No matter what happens on Tuesday in the World Cup game between the United States and Belgium, soccer is not going to be going away anytime soon on American television. Since the 1994 World Cup in the United States and America’s victory in the 1999 women’s championship final, soccer viewership has been ascending.
Rupert Murdoch knows this very well. While one of his Fox News Channel personalities, Ann Coulter, thinks that the growing interest in soccer “can only be a sign of the nation’s moral decay,” her boss is wagering a half a billion dollars that soccer will be even bigger four years from now when the 2018 World Cup takes place in Russia.
In October 2011, Murdoch’s Fox outbid Disney’s ESPN and Comcast’s NBC for the U.S. English-speaking rights to the one long tournament with a $425 million guarantee for the 2018 and 2022 World Cups. (NBCUniversal Telemundo Spanish networks paid $600 million for American Spanish TV rights.) Fox will begin to show FIFA soccer matches next year as Murdoch’s sports group owns the rights to all FIFA events from 2015 to 2022, including the men’s World Cup in ’18 and ’22; the women’s World Cup in ’15 and ’19; and all Under-20 and Under-17 matches.

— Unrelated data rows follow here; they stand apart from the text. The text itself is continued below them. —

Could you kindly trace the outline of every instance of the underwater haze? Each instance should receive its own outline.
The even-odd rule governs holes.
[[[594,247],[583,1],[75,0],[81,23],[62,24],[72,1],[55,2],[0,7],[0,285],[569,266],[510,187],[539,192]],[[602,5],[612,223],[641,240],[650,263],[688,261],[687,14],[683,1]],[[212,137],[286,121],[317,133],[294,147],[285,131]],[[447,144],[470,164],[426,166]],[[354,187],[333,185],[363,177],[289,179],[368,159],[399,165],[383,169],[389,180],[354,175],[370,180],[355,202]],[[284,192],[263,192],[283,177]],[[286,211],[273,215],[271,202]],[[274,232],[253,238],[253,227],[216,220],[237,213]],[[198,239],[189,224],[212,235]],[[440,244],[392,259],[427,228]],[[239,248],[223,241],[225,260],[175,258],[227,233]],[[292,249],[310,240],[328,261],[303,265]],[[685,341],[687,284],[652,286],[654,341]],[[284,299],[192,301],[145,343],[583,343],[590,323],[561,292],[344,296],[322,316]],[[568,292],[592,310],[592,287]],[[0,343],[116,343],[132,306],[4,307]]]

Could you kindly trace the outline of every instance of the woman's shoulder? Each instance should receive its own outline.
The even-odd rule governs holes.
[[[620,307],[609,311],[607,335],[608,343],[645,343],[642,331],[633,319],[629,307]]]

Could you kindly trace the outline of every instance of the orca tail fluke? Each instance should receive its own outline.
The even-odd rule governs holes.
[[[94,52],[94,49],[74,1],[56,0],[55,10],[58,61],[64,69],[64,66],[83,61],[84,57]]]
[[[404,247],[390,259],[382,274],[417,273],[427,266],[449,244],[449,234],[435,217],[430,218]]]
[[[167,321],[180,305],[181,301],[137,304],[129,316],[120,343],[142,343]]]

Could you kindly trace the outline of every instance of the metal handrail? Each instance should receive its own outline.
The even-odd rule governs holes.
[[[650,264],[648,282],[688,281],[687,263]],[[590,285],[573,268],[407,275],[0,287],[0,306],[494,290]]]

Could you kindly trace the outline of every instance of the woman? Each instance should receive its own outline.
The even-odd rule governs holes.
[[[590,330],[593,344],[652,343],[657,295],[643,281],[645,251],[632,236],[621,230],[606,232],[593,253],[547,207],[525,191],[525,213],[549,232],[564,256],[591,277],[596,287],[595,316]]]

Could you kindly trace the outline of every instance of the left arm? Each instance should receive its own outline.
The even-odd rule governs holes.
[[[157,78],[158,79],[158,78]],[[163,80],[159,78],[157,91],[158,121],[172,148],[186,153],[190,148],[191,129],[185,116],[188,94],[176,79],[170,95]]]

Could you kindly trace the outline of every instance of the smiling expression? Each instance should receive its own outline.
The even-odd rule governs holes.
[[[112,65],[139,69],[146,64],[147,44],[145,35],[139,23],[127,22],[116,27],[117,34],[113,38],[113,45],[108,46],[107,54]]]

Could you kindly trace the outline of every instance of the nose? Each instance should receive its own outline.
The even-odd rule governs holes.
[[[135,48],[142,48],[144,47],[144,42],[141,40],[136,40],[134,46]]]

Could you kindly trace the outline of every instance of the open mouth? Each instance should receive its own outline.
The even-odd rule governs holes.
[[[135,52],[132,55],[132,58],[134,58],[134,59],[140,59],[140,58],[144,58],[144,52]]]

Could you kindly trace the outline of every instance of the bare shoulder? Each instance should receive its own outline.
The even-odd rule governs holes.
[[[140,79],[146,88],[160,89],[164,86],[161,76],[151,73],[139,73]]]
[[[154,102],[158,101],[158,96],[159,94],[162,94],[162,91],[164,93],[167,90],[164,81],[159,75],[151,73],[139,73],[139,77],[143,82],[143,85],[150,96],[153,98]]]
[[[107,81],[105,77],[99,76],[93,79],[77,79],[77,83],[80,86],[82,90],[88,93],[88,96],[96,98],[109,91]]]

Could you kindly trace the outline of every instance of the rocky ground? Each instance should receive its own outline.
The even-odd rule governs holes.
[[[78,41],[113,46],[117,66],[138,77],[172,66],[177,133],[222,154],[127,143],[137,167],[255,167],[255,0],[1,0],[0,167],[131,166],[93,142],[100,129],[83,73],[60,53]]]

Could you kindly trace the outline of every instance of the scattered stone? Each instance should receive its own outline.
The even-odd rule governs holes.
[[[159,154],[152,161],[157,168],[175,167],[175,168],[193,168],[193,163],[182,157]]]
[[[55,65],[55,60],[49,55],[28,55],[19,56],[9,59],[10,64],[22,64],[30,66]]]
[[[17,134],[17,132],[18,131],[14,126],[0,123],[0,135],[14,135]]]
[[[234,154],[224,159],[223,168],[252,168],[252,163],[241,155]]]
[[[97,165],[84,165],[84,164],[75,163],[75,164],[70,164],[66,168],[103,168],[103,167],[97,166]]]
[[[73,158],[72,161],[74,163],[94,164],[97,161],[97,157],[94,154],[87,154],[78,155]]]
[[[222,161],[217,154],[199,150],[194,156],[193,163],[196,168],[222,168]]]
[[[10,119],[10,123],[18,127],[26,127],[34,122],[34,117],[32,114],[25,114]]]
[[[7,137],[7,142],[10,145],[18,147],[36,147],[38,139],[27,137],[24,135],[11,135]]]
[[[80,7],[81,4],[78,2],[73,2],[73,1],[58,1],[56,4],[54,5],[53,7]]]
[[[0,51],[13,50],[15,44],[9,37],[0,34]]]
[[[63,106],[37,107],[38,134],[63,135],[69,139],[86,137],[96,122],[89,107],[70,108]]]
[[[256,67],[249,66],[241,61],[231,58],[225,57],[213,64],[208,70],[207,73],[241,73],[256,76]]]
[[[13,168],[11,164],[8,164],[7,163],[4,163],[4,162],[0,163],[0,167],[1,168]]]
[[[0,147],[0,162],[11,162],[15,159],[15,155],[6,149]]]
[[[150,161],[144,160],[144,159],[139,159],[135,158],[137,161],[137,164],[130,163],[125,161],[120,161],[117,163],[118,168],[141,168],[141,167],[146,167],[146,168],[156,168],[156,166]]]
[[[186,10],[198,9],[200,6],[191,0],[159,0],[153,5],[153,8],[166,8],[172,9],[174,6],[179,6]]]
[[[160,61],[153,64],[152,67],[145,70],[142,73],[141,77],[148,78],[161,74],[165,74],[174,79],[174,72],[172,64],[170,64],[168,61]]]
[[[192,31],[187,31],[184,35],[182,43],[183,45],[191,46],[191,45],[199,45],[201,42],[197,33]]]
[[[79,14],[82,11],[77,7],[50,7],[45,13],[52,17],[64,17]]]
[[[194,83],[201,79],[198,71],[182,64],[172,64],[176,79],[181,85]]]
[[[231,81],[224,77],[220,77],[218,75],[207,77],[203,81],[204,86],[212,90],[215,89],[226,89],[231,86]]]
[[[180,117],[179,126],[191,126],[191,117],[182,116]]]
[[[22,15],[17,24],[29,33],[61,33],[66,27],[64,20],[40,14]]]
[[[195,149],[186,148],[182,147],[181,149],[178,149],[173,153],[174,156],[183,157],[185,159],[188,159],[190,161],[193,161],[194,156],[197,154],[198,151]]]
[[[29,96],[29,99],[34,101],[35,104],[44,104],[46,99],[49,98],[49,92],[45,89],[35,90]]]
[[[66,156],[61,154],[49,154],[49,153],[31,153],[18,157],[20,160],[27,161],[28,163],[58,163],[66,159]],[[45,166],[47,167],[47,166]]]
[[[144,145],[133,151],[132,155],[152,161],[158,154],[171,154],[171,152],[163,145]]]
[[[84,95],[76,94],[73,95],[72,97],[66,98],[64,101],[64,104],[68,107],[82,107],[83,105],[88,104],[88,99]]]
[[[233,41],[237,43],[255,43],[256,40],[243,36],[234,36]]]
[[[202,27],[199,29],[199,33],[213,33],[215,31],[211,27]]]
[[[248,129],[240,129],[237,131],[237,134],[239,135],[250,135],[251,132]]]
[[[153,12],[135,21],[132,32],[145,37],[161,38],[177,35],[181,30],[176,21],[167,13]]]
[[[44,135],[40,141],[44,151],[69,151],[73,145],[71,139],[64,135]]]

Fox Sports isn’t saying much about the 2018 World Cup, preferring not to get in the way of this year’s presentation on ESPN, ABC, and Univision. But Lou D’Ermilio of Fox Sports said, “Fox has been a major player in televising soccer in the U.S. for some time. Until it was assimilated into Fox Sports 1 last summer, Fox Soccer was the only soccer-dedicated channel in the country.”
This year’s World Cup has been a smash for ESPN and Univision. The June 22 match between the U.S. and Portugal had more than 26 million viewers across a variety of platforms, including 18.2 million watching on ESPN, another 6.5 million on Univision, and about 1.3 million that watched the match online. Some 14 million people watched the U.S.-Germany match last Thursday afternoon.
A confluence of factors in 2014 including the brevity of a match and changing demographics has giving soccer a new audience in America. A contest is divided into two 45-minute periods with a 15-minute halftime, and there are no commercials to interrupt the action. The whole package is done within two hours, great for people with short attention spans. Plus, the children of the ’90s “Soccer Moms” have grown into fans who represent big bucks for television.
“Soccer is a must for any sports portfolio, and that is why ESPN, FOX Sports 1 and NBC Sports Network have all invested so much in the game,” said media consultant Jim Williams, who has negotiated deals between sports entities and cable TV networks.
“ESPN spent their money on the MLS and future World Cups. Meanwhile, the upstart Fox Sports went after the European leagues and the UEFA Champions League the top teams in the world.”
Soccer gets people in front of the TV and that's the name of the game for television people like Murdoch, Disney’s Robert Iger, and Comcast’s Brian Roberts. Sure, there is a cost to buy the programming, but it appears that all through cable and satellite TV subscriber fees and advertising partners, they can get the investment back.
All the networks executives who have invested in soccer are buoyed recent Nielsen ratings in the 6 to 17 year old category.
The children of the ’90s “Soccer Moms” have grown into fans who represent big bucks for television.
“Going inside the numbers, boys and girls age 6-17 made up 4.6% of the 2013 World Series audience on Fox,” said Williams. “For the ABC coverage of the 2014 NBA finals it was 9.4%, and for the 2014 NHL Stanley Cup Finals 9%. The winner in the category though was the 2013 English Premier League soccer on NBC with 11%. The [regular season] English Premier League on NBC and UEFA Champions League on FOX matches regularly out-rate MLB broadcasts and they are nipping at the heels of the regular season games aired by the NHL and NBA.”
Murdoch also may be in the running for other prized soccer packages which come up for bid in the near future. It is thought FOX, ESPN, and NBC, along with beIN Sports, will bid for the UEAF Championship League television package, which ESPN owns until 2016.
The World Cup is a huge event globally in which Americans have interest. Because of that Rupert Murdoch and his partners have a major interest in presenting the sport to America. If his calculations are right, he stands to make a lot of money on the event and establish his FOX 1 Sports Channel as a competitor for bragging rights in the battle with ESPN for sports on TV superiority.